Connect from your personal computer to another computer
Here we introduce in brief a few methods to connect and work with remote computers to perform data analysis. The remote computer can be a desktop computer or a HPC cluster system. I’ll call it “host” for the remote computer, and “guest” for the computer through which you connect to the host.
Mount shared drive to a Windows computer
- From Windows Explorer, right click on “This PC” and select “Map network drive”

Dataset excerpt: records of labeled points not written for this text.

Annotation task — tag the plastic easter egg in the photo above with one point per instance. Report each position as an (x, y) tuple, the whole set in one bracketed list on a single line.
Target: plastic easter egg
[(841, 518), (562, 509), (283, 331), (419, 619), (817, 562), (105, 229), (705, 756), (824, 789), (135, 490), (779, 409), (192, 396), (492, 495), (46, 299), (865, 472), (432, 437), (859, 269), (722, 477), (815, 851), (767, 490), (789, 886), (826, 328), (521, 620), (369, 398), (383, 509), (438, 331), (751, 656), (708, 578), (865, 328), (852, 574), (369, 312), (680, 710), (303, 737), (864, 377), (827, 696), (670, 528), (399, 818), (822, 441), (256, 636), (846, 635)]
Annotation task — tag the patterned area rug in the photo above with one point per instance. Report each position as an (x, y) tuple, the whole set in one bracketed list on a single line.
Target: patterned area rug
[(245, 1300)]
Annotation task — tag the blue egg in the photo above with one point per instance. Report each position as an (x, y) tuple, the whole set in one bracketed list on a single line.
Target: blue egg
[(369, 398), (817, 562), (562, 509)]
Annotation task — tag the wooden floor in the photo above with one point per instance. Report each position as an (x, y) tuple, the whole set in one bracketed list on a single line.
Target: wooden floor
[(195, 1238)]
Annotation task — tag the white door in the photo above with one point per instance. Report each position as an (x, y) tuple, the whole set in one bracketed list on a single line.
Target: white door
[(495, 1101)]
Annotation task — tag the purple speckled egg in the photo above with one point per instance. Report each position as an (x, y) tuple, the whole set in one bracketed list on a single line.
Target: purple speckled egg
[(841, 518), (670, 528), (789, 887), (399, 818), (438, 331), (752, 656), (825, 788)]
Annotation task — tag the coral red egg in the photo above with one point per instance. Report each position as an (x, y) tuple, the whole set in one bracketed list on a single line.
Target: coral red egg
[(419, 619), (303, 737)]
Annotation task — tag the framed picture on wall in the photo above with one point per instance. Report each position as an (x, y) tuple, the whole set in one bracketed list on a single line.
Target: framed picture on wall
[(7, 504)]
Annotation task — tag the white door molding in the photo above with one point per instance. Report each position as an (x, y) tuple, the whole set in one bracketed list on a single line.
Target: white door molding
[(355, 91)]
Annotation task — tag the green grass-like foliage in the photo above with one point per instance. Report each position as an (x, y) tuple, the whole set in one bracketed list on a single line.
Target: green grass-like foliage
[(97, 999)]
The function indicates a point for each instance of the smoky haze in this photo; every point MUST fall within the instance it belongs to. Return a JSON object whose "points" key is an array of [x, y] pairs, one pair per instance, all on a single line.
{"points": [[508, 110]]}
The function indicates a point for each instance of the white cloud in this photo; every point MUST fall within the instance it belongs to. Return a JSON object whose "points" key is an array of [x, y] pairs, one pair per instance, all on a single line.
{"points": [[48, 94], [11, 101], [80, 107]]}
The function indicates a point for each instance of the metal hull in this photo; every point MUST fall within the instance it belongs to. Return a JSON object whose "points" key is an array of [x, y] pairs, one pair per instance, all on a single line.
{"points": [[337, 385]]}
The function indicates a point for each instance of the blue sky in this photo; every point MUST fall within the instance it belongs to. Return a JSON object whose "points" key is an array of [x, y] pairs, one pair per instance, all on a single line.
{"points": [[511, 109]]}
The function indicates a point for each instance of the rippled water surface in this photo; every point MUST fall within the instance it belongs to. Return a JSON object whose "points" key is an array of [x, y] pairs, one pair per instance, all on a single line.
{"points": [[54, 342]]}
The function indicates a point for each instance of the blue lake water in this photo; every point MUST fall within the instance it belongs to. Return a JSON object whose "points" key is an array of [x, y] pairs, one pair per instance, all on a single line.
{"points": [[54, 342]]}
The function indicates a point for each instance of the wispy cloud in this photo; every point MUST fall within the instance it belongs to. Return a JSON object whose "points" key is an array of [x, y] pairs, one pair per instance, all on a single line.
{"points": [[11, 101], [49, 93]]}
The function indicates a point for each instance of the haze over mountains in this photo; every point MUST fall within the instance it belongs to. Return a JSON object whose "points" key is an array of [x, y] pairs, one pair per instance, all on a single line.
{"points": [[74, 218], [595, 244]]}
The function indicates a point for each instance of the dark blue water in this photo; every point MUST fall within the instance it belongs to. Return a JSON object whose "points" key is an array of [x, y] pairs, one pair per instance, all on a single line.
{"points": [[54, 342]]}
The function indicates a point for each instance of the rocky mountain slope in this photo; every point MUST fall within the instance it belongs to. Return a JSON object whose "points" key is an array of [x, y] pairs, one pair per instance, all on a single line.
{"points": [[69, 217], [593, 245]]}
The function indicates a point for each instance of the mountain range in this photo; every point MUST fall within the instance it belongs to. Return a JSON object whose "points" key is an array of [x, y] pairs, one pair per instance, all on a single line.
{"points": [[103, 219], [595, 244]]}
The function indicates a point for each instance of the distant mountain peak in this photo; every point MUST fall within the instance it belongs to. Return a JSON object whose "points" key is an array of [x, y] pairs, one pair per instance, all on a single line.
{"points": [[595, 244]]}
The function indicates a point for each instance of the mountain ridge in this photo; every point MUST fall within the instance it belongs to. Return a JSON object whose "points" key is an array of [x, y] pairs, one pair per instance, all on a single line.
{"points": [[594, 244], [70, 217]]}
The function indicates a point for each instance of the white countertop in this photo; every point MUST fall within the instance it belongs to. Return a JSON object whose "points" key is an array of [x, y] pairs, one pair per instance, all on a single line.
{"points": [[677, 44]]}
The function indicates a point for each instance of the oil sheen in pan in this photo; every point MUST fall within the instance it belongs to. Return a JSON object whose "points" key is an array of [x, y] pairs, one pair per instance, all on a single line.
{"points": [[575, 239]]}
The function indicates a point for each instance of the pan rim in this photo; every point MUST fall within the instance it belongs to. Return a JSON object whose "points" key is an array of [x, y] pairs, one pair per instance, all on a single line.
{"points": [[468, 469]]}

- In the “Map Nework Drive” window enter the path to the share
\\prometheus.neuro.columbia.edu\hgrcgrid_statgenand select “Connect using different credentials” then “Finish”
- Enter your username as
nimaster\Unialong with your Neurology/work computer password.
(Above are notes from Thashi and Anu)
Through VS Code
Through Rstudio server
JupyterLab server on Columbia Neurology HPC
The goal is to setup a JupyterLab server so you can access an interactive analysis environment on the cluster from your local computer.
Install JupyterLab environment
Follow the instructions on this page to configure software on the cluster.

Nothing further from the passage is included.